This is a continuation of my last post (same disclaimers, even more relevant this time!).
As features for this new version, I wanted static types, flow control, and generally a better architecture for it to be more easily extendable. Previously dubbed "The Second", this was not a very accurate name. While v2.0 was a complete rebuild, I hadn't fully figured out what the new architecture needed to look like. I did make some significant improvements in some parts, but others looked just like a refactoring of the old code. The main areas of improvement namely were types and tokenization. The latter allowed for fancy exceptions which made debugging much easier. In my first post, I described how I removed empty lines within brackets. That didn't alter the semantics of the code, but it changed the shape meaning line and column numbers were off. To combat this, the new tokenization was simply no longer dependent on the EOL character.
Some tests and errors
1)
vec3 a = [1,2,3]
vec3 b = [4,5,6]
a = a + b + c
ExpressionParserTyped.Core.Exceptions.BASE_EXCEPTION:
+----------------------------------------------------------------
| SyntaxError in line 2.1:
| vec3 b = [4,5,6]
| ^^^^
| | Expected ;
+----------------------------------------------------------------
2)
vec3 a = [1,2,3];
vec3 b = [4,5,6];
a = a + b + c;
ExpressionParserTyped.Core.Exceptions.BASE_EXCEPTION:
+----------------------------------------------------------------
| MemoryError in line 3.13:
| a = a + b + c;
| ^
| | Could not find 'c' in memory
+----------------------------------------------------------------
3)
vec3 a = [1,2,3];
vec3 b = [4,5,6];
vec2 c = [0,0];
a = a + b + c;
ExpressionParserTyped.Core.Exceptions.BASE_EXCEPTION:
+----------------------------------------------------------------
| MathError in line 4.13:
| a = a + b + c;
| ^
| | Operation not defined MXVector3 + MXVector2
+----------------------------------------------------------------
While I added casting for some types, it seems I forgot some. All this shinyness is great! But it distracts from the fact that two out of three requirements were not fulfilled. Sure, it was able to do some basic math with integers, floats, vectors, and matrices, I could now write functions in the code itself and it had some pretty errors, but it still had no flow control, and at this point also no integration with Maya. And even though I built this version in a more extendable way, this was only true for binary atomic operations, not overall new expressions (or even unary operators). But that's exactly what I needed for statements like conditions or loops. So back to the drawing board...

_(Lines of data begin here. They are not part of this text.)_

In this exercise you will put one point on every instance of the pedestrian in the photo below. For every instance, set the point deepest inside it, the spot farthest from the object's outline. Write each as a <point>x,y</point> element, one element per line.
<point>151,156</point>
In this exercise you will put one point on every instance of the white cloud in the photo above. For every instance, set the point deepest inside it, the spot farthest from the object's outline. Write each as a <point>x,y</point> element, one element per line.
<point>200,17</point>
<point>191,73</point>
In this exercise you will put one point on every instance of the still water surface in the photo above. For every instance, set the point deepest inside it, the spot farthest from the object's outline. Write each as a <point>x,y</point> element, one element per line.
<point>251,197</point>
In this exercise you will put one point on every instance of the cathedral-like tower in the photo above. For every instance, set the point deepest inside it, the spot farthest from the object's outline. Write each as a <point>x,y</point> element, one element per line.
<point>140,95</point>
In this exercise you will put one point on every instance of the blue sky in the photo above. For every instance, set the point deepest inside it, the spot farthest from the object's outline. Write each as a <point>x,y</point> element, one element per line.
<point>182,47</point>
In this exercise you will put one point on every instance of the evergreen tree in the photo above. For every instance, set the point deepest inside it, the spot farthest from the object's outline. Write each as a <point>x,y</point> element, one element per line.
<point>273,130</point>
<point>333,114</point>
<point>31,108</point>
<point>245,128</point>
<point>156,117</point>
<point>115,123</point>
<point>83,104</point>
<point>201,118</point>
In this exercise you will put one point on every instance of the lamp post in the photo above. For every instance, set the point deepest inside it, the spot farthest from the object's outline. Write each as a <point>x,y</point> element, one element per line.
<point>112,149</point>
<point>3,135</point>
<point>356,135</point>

Writing a toy language... or something?
My requirements were still the same but I had to do something fundamentally different. At that point, it occurred to me that the features I intended to implement were not necessarily part of an expression parser, after all, there is a difference between expressions and statements, but instead more something you'd expect from a simple programming language. Something one will inevitably come across at this point is LLVM. Given that I didn't really know what I had to do, switching to a new tool was unlikely going to solve that problem. I might revisit this later, we'll see.
In the previous post, I briefly mentioned grammar. In Don's implementation, you can find a comment describing his grammar at the top of the file. I needed a function that could parse the code based on a given grammar (turns out, that's how Python works).

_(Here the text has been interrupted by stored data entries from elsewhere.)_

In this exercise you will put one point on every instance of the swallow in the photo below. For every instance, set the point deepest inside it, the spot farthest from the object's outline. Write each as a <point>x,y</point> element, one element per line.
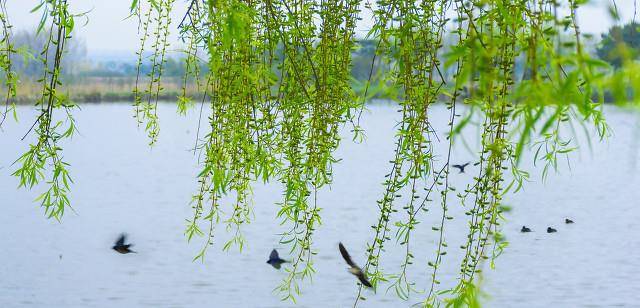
<point>461,167</point>
<point>353,268</point>
<point>274,259</point>
<point>121,247</point>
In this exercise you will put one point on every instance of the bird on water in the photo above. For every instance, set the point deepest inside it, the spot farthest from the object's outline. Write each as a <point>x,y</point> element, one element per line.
<point>461,167</point>
<point>120,245</point>
<point>274,259</point>
<point>353,268</point>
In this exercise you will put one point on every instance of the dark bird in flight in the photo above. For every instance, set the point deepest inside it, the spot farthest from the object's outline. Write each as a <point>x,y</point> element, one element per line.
<point>121,247</point>
<point>461,167</point>
<point>274,259</point>
<point>353,268</point>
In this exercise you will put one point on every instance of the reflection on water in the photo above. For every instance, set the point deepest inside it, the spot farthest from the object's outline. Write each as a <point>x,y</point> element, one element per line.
<point>123,185</point>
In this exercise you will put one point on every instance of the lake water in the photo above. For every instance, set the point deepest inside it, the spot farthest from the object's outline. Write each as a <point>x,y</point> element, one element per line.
<point>122,185</point>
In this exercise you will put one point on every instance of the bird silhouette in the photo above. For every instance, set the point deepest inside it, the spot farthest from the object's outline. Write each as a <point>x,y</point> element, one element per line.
<point>121,247</point>
<point>461,167</point>
<point>353,268</point>
<point>274,259</point>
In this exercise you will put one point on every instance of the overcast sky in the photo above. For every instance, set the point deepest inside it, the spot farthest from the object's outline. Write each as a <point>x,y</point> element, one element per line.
<point>108,31</point>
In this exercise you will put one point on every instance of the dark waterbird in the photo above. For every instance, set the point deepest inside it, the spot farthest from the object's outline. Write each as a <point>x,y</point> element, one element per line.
<point>274,259</point>
<point>353,268</point>
<point>120,245</point>
<point>461,167</point>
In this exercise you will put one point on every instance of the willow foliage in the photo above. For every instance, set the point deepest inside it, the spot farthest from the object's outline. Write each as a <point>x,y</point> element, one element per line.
<point>278,89</point>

Instead of using a third part tool, I wanted to see if I could come up with a solution myself. After spending lots of time aimlessly searching the internet, reading about regex and grammar, and playing around with a modified regex clone hoping to get recursion to work for my purposes, I had a better idea. Since I didn't need something super complex, I could go with a much simpler tokenization than I had before. In the v1.5 I implemented function definitions. Each function was just a single token encapsulating everything inside. So why not do the same here? I needed expressions, assignments, if-statements, and loops for now. I also reworked the expression token to include unary pre and post-operators.
# binary, unary prefix and unary postfix operators
OP_BIN = f"(?:{'|'.join(Operators.get_binary_escaped())})"

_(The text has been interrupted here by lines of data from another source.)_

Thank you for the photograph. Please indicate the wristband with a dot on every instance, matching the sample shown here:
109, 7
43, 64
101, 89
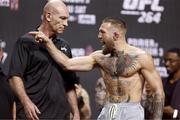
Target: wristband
175, 113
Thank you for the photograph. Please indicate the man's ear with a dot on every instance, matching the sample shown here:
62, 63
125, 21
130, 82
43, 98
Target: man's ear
48, 17
116, 35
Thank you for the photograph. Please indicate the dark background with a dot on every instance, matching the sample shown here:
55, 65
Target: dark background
155, 36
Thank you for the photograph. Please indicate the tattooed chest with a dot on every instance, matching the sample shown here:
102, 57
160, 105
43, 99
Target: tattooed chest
120, 65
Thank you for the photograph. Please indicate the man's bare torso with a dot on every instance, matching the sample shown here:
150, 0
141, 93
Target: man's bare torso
122, 75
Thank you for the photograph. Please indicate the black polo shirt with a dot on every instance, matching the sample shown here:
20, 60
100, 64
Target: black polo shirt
6, 97
45, 82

OP_PRE = f"(?:{'|'.join(Operators.get_prefix_escaped())})"
OP_POST = f"(?:{'|'.join(Operators.get_postfix_escaped())})"
# atom as we know it
ATOM = rf"(?:{ATTR}|{VARIABLE}|{MATRIX}|{VECTOR}|{NUMERIC})"
# an can now be anything from an atom to several binary and unary
# operations on as many atoms as we'd like
_ATOM_OP = rf"\(*?(?:{OP_PRE})?\(*?{ATOM}\)*?(?:{OP_POST})?\)*?"
EXPRESSION = f"(?:{_ATOM_OP} *(?:{OPERATOR_BINARY} *{_ATOM_OP})*)"
# assignments
_DECLARE = f"(?:{VAR_TYPES} *{VARIABLE} *;)"
_VAR_SET = f"(?:{VAR} *= *{EXPRESSION} *;)"
_ATTR_SET = f"(?:{ATTR} *= *{EXPRESSION} *;)"
_DECLARE_SET = f"(?:(const *)?{VAR_TYPES} *{VAR} *= *{EXPRESSION} *;)"
ASSIGNMENT = f"(?:{_DECLARE_SET}|{_DECLARE}|{_ATTR_SET}|{_VAR_SET})"
# if statements
# with the if, its important to check if else before checking if
# as any if-else would also match an if
IF = rf"(?:if *\( *{EXPRESSION} *\) *{{.*}}(?: *else *{{.*}})?;)"
# while loops
WHILE = rf"(?:while *\( *{EXPRESSION} *\) *{{.*}};)"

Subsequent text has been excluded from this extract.